The GDPRD co-organized a virtual roundtable with the International Fund for Agricultural Development (IFAD) and the European Commission, in collaboration with the UN Food Systems Coordination Hub, on “Reshaping Food Systems Financing in a Crisis and Post-Crisis Environment: Driving Donors’ Commitments” on 29 September, 2022.

The event, which followed Chatham House rules, provided an open space for donors and other organizations to discuss critical challenges and opportunities for reorienting food systems financing efforts in a shifting development landscape and to understand where financing gaps currently exist. The conversation built off of the last donor roundtable held on 20 May 2022, titled “Addressing the Impacts of the War in Ukraine on 3F (Food, Fuel, Fertilizer) Prices for Rural Small-Scale Producers”.

Over the last three years, the number of hungry people has been continuously rising. The State of Food Security and Nutrition in the World (SOFI) 2022 found that between 702 and 828 million people face hunger globally, an additional 150 million since the onset of the COVID-19 pandemic in 2019. Russia’s invasion of Ukraine is expected to worsen global food insecurity by another 19 million people. The multiple crises highlight global food systems’ fragility and the need for radical transformation.

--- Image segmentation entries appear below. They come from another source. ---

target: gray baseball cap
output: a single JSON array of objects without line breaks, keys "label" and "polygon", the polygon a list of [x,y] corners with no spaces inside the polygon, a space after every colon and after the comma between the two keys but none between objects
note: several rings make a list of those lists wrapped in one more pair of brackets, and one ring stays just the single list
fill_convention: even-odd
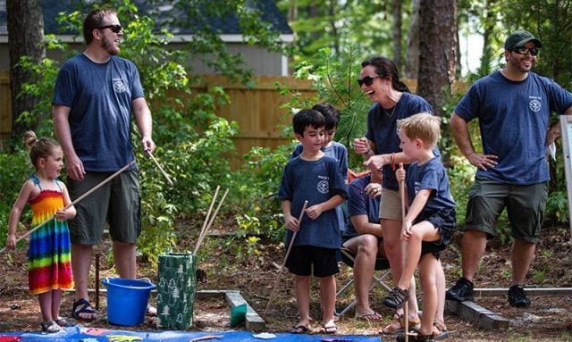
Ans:
[{"label": "gray baseball cap", "polygon": [[536,39],[532,33],[526,31],[524,29],[519,29],[517,31],[514,31],[507,40],[504,42],[505,50],[510,50],[515,47],[524,46],[525,44],[528,42],[533,42],[536,46],[535,47],[543,47],[543,43],[540,40]]}]

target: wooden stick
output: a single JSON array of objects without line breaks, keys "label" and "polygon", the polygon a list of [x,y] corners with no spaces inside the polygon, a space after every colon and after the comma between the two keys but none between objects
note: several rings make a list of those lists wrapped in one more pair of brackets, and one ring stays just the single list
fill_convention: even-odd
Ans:
[{"label": "wooden stick", "polygon": [[[300,215],[298,218],[298,224],[301,225],[302,218],[304,217],[304,212],[306,212],[306,207],[307,206],[307,201],[304,201],[304,205],[302,205],[302,211],[300,212]],[[301,227],[300,227],[301,228]],[[290,254],[290,251],[292,249],[292,246],[294,245],[294,240],[296,239],[296,235],[298,231],[295,231],[292,234],[292,238],[290,240],[290,244],[288,245],[288,249],[286,250],[286,256],[284,256],[284,261],[282,262],[282,266],[278,269],[278,275],[276,276],[276,281],[274,282],[274,287],[270,293],[270,297],[268,298],[268,303],[266,304],[266,308],[265,309],[265,316],[266,315],[266,312],[268,312],[268,308],[270,308],[270,303],[272,302],[272,297],[274,295],[274,291],[276,290],[276,285],[278,285],[278,280],[280,280],[280,273],[284,269],[284,265],[286,264],[286,261],[288,260],[288,255]]]},{"label": "wooden stick", "polygon": [[[403,170],[403,163],[400,163],[400,170]],[[405,221],[405,185],[400,180],[400,196],[401,196],[401,225]],[[409,342],[409,307],[408,299],[405,301],[403,317],[405,318],[405,342]]]},{"label": "wooden stick", "polygon": [[206,228],[206,224],[211,217],[211,211],[213,210],[213,206],[214,205],[214,202],[216,202],[216,196],[218,196],[218,190],[221,188],[221,186],[216,186],[216,189],[214,190],[214,196],[213,196],[213,199],[211,200],[211,204],[208,207],[208,212],[206,212],[206,216],[205,216],[205,221],[203,222],[203,227],[200,229],[200,233],[198,234],[198,238],[197,238],[197,245],[195,246],[195,250],[198,249],[198,241],[202,239],[203,234],[205,234],[205,229]]},{"label": "wooden stick", "polygon": [[206,232],[208,231],[208,229],[211,229],[211,226],[213,225],[213,222],[214,221],[214,218],[216,217],[216,214],[218,213],[218,210],[221,209],[221,205],[223,205],[223,202],[224,202],[224,198],[226,198],[226,195],[228,193],[229,193],[229,189],[227,188],[226,191],[224,191],[224,194],[223,195],[223,198],[221,198],[221,202],[218,203],[218,205],[216,206],[216,210],[214,211],[214,213],[213,214],[213,217],[210,219],[210,221],[208,222],[208,225],[206,225],[206,228],[205,229],[205,232],[203,233],[203,236],[200,237],[200,239],[197,242],[197,246],[195,246],[195,251],[193,252],[194,254],[197,254],[197,251],[198,251],[198,246],[203,242],[203,239],[206,236]]},{"label": "wooden stick", "polygon": [[153,159],[153,162],[155,162],[155,164],[157,165],[157,167],[159,168],[159,171],[161,171],[161,173],[163,173],[163,176],[165,178],[165,179],[167,179],[167,182],[169,182],[169,185],[172,186],[172,180],[171,180],[171,178],[169,177],[167,172],[165,172],[164,170],[163,170],[163,168],[159,164],[159,162],[157,162],[157,160],[155,158],[151,151],[147,151],[147,153],[149,154],[151,159]]},{"label": "wooden stick", "polygon": [[[122,173],[122,171],[124,171],[125,170],[127,170],[128,168],[130,168],[131,165],[133,165],[135,163],[135,160],[132,160],[130,163],[128,163],[127,165],[123,166],[122,168],[119,169],[117,171],[115,171],[115,173],[114,173],[113,175],[107,177],[105,179],[104,179],[101,183],[97,184],[97,186],[93,187],[92,188],[90,188],[88,192],[86,192],[85,194],[81,195],[80,196],[79,196],[78,198],[76,198],[75,201],[72,202],[71,204],[69,204],[68,205],[66,205],[63,210],[66,210],[69,207],[71,207],[72,205],[77,204],[78,202],[81,201],[82,199],[84,199],[85,197],[88,196],[89,195],[91,195],[94,191],[96,191],[97,189],[98,189],[99,188],[101,188],[104,184],[107,183],[108,181],[110,181],[111,179],[113,179],[114,178],[117,177],[117,175],[119,175],[120,173]],[[18,241],[21,240],[22,238],[26,238],[27,236],[29,236],[29,234],[33,233],[34,231],[38,230],[39,228],[41,228],[43,225],[45,225],[46,223],[49,222],[50,221],[54,220],[54,218],[55,217],[55,214],[53,214],[52,216],[48,217],[47,219],[46,219],[43,222],[41,222],[40,224],[37,225],[36,227],[32,228],[31,229],[29,229],[27,233],[23,234],[21,237],[18,238],[16,239],[16,243],[18,243]],[[2,249],[0,249],[0,254],[2,252],[4,252],[6,249],[6,247],[4,247]]]}]

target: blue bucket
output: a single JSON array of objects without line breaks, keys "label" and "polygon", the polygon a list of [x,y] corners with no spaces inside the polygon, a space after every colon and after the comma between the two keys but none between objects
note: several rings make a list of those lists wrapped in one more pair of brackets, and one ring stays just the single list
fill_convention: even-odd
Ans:
[{"label": "blue bucket", "polygon": [[116,325],[139,325],[145,321],[151,290],[156,286],[147,281],[105,278],[107,321]]}]

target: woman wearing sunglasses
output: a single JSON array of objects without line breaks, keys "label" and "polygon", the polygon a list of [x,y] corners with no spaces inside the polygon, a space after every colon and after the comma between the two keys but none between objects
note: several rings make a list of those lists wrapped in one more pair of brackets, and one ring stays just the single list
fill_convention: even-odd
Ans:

The Food Finance Architecture, launched during the 2021 Food Systems Summit, assessed that moving to high-performing food systems by 2030 requires an approximate additional US$300-350 billion in investments per year. However, the world economy loses approximately US$12 trillion annually in hidden environmental, social and economic costs because of how food systems operate – translating to 30 times the amount required for food systems transformation. The fiscal target to achieving food systems transformation, albeit reachable, is not being met. Food has become the next major generational challenge we face today, and a paradigm shift in financing is critical in transitioning toward healthy, sustainable and just food systems. The roundtable started the conversation on what exactly this paradigm shift entails and how to move financing forward in unprecedented times.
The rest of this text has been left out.